Betriebsratsmitglied Sascha W. wurde laut WAZ vom 26.07.2013 wegen angeblicher Datenkopien fristlos gekündigt. Er ist erst seit dem 18.04.20 13 in den Betriebsrat gewählt worden. Der Duisburger IG-Metall-Sekretär Andreas Werner hält es durchaus für möglich, dass die Firma sich mit konstruierten Vorwürfen  eines unbequemen Mitarbeiters entledigen will.  Sascha W. ist Systemadministrator. Er gab vor Gericht an, lediglich seiner normalen Arbeit bei der Pflege des Computernetzwerks nachgegangen zu sein. Im Juraforum vom 30.07.13 wird Sascha W. wie folgt wiedergegeben: Mit der außerordentlichen Kündigung wolle der Arbeitgeber offenbar  ein Zeichen an den Rest der Belegschaft senden – als Reaktion auf die Zunahme von Kandidaten aus dem Angestelltenbereich bei der letzten Betriebsratswahl . Sprich man will die Angestellten einschüchtern.

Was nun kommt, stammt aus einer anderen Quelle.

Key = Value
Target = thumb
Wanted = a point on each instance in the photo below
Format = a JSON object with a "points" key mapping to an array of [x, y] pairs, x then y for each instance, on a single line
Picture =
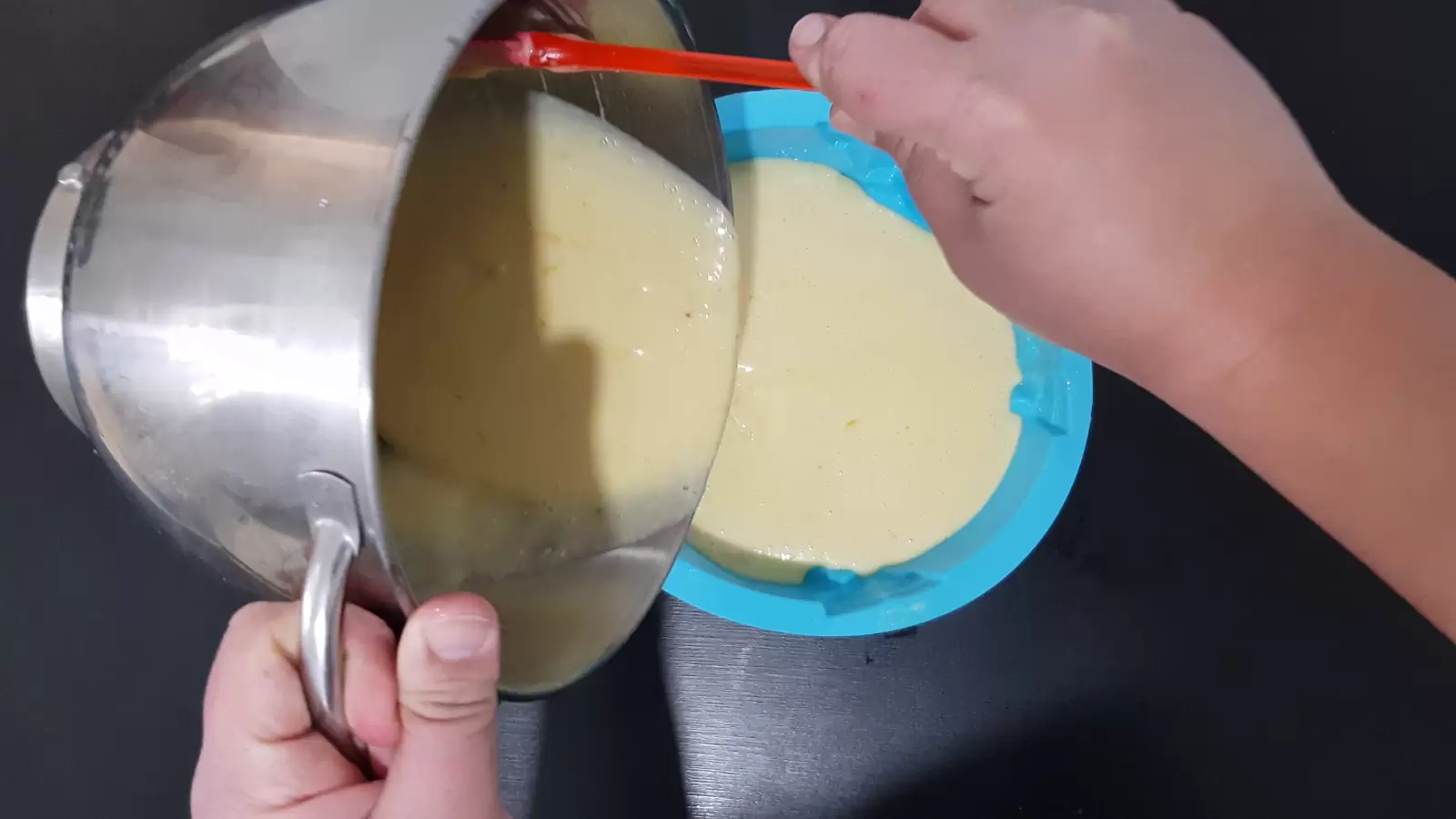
{"points": [[900, 77], [449, 665]]}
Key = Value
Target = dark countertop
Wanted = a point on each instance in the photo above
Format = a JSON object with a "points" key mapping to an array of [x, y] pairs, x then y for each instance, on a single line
{"points": [[1181, 644]]}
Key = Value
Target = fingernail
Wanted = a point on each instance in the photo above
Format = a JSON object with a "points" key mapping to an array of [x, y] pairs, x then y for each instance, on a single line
{"points": [[459, 637], [808, 31]]}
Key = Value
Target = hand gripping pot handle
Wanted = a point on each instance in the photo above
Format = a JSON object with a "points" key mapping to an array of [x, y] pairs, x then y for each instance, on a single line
{"points": [[334, 525]]}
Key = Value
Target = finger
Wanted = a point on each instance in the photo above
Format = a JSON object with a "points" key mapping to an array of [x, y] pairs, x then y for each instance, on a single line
{"points": [[449, 666], [892, 75], [370, 690], [963, 19], [259, 748]]}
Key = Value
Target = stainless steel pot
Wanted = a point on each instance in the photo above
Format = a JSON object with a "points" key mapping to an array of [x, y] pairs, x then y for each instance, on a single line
{"points": [[203, 290]]}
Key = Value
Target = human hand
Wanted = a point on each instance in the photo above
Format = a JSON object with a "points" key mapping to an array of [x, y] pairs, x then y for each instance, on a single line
{"points": [[1110, 174], [427, 717]]}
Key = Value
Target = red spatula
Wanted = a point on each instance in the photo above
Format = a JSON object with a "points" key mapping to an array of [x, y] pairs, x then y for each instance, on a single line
{"points": [[557, 53]]}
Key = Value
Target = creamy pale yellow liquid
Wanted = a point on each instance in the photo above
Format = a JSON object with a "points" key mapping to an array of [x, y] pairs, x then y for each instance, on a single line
{"points": [[873, 411], [557, 339]]}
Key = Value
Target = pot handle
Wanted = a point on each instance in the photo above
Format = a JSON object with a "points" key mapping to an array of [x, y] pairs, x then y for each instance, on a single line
{"points": [[335, 528]]}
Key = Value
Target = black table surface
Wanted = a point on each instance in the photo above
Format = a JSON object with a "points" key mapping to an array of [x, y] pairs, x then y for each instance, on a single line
{"points": [[1183, 643]]}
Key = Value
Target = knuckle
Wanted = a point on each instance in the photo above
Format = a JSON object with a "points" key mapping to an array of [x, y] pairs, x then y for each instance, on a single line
{"points": [[977, 111], [842, 57], [1099, 31], [455, 702], [257, 617]]}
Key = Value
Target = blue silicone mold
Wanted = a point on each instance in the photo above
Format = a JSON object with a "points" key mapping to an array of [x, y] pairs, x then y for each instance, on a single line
{"points": [[1055, 401]]}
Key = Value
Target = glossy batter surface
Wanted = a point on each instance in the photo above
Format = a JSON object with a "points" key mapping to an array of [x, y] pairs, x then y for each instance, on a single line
{"points": [[555, 339], [873, 411]]}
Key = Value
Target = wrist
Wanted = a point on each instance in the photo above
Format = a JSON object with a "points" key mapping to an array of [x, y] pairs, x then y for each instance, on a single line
{"points": [[1267, 288]]}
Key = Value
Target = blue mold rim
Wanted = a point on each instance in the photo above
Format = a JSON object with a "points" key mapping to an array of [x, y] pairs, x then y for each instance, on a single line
{"points": [[1055, 401]]}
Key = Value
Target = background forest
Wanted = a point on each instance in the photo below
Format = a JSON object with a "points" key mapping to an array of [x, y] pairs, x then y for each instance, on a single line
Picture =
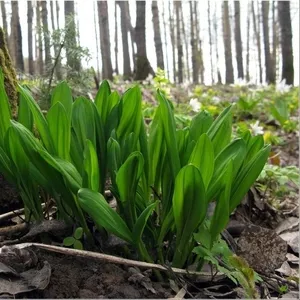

Das Personalmanagement von Aumund wird laut WAZ von Kirsten Wittke-Lemm beraten, einer Juristin der lokalen Arbeitgebervereinigung Unternehmerschaft Niederrhein e.V.

Die IG Metall Duisburg ist derzeit durch einen anderen Fall alarmiert: Bei ISE Automotive wurde dem gesamten Betriebsrat gekündigt. (Wir berichteten am 27. Juli 2012)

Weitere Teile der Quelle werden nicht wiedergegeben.